Kumar Sudhir, Dudley Joel
Center for Evolutionary Functional Genomics, The Biodesign Institute and School of Life Sciences, Arizona State University, Tempe, Arizona 85287-5301, USA.
Bioinformatics. 2007 Jul 15;23(14):1713-7. doi: 10.1093/bioinformatics/btm239. Epub 2007 May 7.
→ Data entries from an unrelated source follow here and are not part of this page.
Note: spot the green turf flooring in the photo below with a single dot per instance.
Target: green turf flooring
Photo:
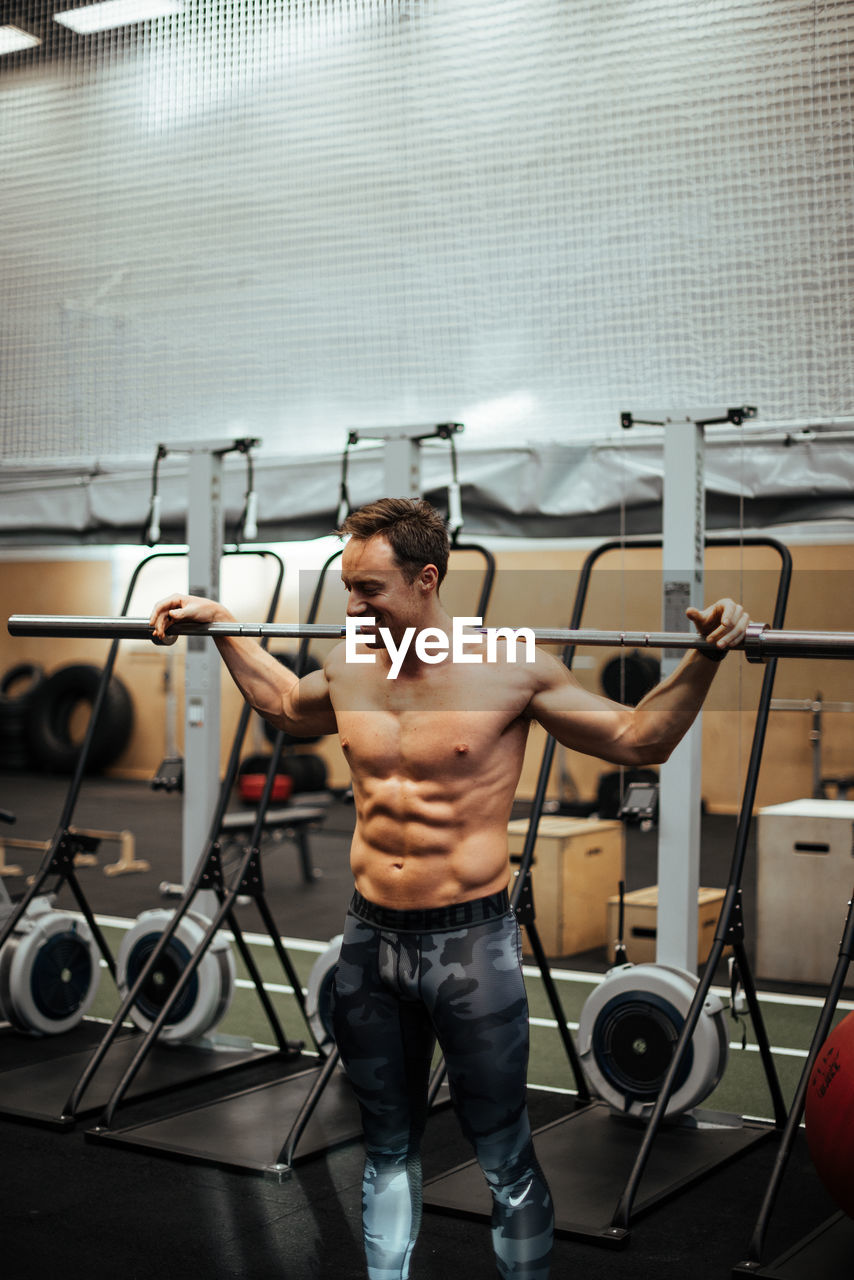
(743, 1089)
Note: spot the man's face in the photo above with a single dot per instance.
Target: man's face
(378, 588)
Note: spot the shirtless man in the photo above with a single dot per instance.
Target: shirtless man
(430, 946)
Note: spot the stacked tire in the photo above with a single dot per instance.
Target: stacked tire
(41, 718)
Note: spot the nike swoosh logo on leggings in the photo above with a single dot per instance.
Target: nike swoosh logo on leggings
(515, 1201)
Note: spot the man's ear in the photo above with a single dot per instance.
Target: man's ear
(429, 577)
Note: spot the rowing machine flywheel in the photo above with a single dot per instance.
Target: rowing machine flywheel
(49, 970)
(206, 996)
(628, 1034)
(319, 993)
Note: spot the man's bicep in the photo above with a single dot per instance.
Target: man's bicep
(578, 718)
(307, 707)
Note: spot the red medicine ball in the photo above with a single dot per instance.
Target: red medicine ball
(829, 1114)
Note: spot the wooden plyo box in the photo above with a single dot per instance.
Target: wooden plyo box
(578, 864)
(804, 877)
(640, 922)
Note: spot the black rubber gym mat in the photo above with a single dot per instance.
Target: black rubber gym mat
(587, 1157)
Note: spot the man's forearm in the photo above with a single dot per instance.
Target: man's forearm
(662, 718)
(261, 680)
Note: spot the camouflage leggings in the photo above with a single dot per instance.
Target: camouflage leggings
(403, 979)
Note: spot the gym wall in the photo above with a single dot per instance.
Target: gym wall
(284, 218)
(534, 588)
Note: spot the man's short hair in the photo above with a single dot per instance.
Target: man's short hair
(415, 531)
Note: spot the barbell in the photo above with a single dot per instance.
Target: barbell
(758, 643)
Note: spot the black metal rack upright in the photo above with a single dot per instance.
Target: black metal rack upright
(51, 1092)
(589, 1153)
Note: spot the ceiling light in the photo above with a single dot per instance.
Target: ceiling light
(115, 13)
(13, 39)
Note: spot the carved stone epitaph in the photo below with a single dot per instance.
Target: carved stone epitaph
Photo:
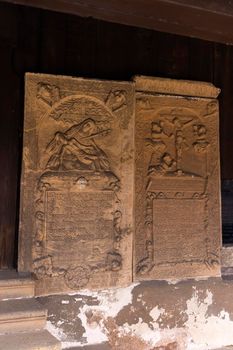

The genome sequencing revolution is approaching a landmark figure of 1000 completely sequenced genomes. Coupled with fast-declining, per-base sequencing costs, this influx of DNA sequence data has encouraged laboratory scientists to engage large datasets in comparative sequence analyses for making evolutionary, functional and translational inferences. However, the majority of the scientists at the forefront of experimental research are not bioinformaticians, so a gap exists between the user-friendly software needed and the scripting/programming infrastructure often employed for the analysis of large numbers of genes, long genomic segments and groups of sequences. We see an urgent need for the expansion of the fundamental paradigms under which biologist-friendly software tools are designed and developed to fulfill the needs of biologists to analyze large datasets by using sophisticated computational methods. We argue that the design principles need to be sensitive to the reality that comparatively small teams of biologists have historically developed some of the most popular biological software packages in molecular evolutionary analysis. Furthermore, biological intuitiveness and investigator empowerment need to take precedence over the current supposition that biologists should re-tool and become programmers when analyzing genome scale datasets.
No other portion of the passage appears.